The Switch 2 release comes in two editions. The Standard Edition is listed at $70 and includes the base game plus a pre-order bonus: the The Dark Knight Returns Batsuit. The Deluxe Edition is listed at $90 and bundles the base game with the Legacy Collection DLC, the incoming Mayhem Collection DLC, the same pre-order Batsuit, and three days of early access.
There is also one of those physical-edition hooks that will either mean nothing to you or immediately ruin your budget discipline. Warner Bros. says physical Deluxe copies include a LEGO Retro Video Game Batman minifigure while supplies last. Translation: if that minifig matters, waiting for a sleepy post-launch discount is probably a dangerous game.
What the Mayhem Collection adds
The Mayhem Collection is the piece to watch if you already own the game elsewhere. It adds a new mode built around The Joker and Harley Quinn as playable characters, a new story mission, extra Batman suits, more Batcave items, and a fresh Batmobile look. Existing players can buy the Deluxe Edition contents as a standalone upgrade for $25, according to Engadget's report.

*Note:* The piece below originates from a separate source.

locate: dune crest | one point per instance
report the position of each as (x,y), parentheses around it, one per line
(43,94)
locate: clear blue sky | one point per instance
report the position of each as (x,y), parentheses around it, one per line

For Switch 2 buyers, the cleaner option is the Deluxe Edition if you already know you want the DLC. If you are mainly here for portable LEGO co-op, the Standard Edition is the safer entry point. The game itself is still the draw: open-world Gotham, gadget-heavy brawling, Batfamily appearances, and TT Games' usual habit of turning serious comic-book melodrama into slapstick without completely sanding off the source material.
Why this Switch 2 version matters
Legacy of the Dark Knight is not being treated like a throwaway late port. The September 18 date lines it up with the new DLC beat, and the official site is already taking Switch 2 pre-orders alongside the other platforms. That matters because Nintendo-only players often get the least exciting version of third-party releases: late, under-explained, and missing the moment. This one at least arrives with a clear edition split and the same DLC headline as everyone else.
The open question is performance. Warner Bros. has shown the Switch 2 release date trailer, but players should still wait for hands-on coverage if frame rate or visual cutbacks are dealbreakers. LEGO games usually survive portable compromises better than most big action games, but Gotham is doing more here than a linear hub-and-level setup.
If you are buying for local co-op, younger players, or a household where Batman nostalgia runs across several generations, September is now the date to circle. If you already cleared Gotham on another platform, the Mayhem Collection is the real decision. Joker and Harley getting their own playable slice sounds fun, but $25 for the upgrade is easier to judge once WB shows more of the mission and mode in action.
Either way, Switch 2 owners are no longer stuck watching Gotham from the rooftops. The Bat-Signal hits Nintendo's new hardware on September 18.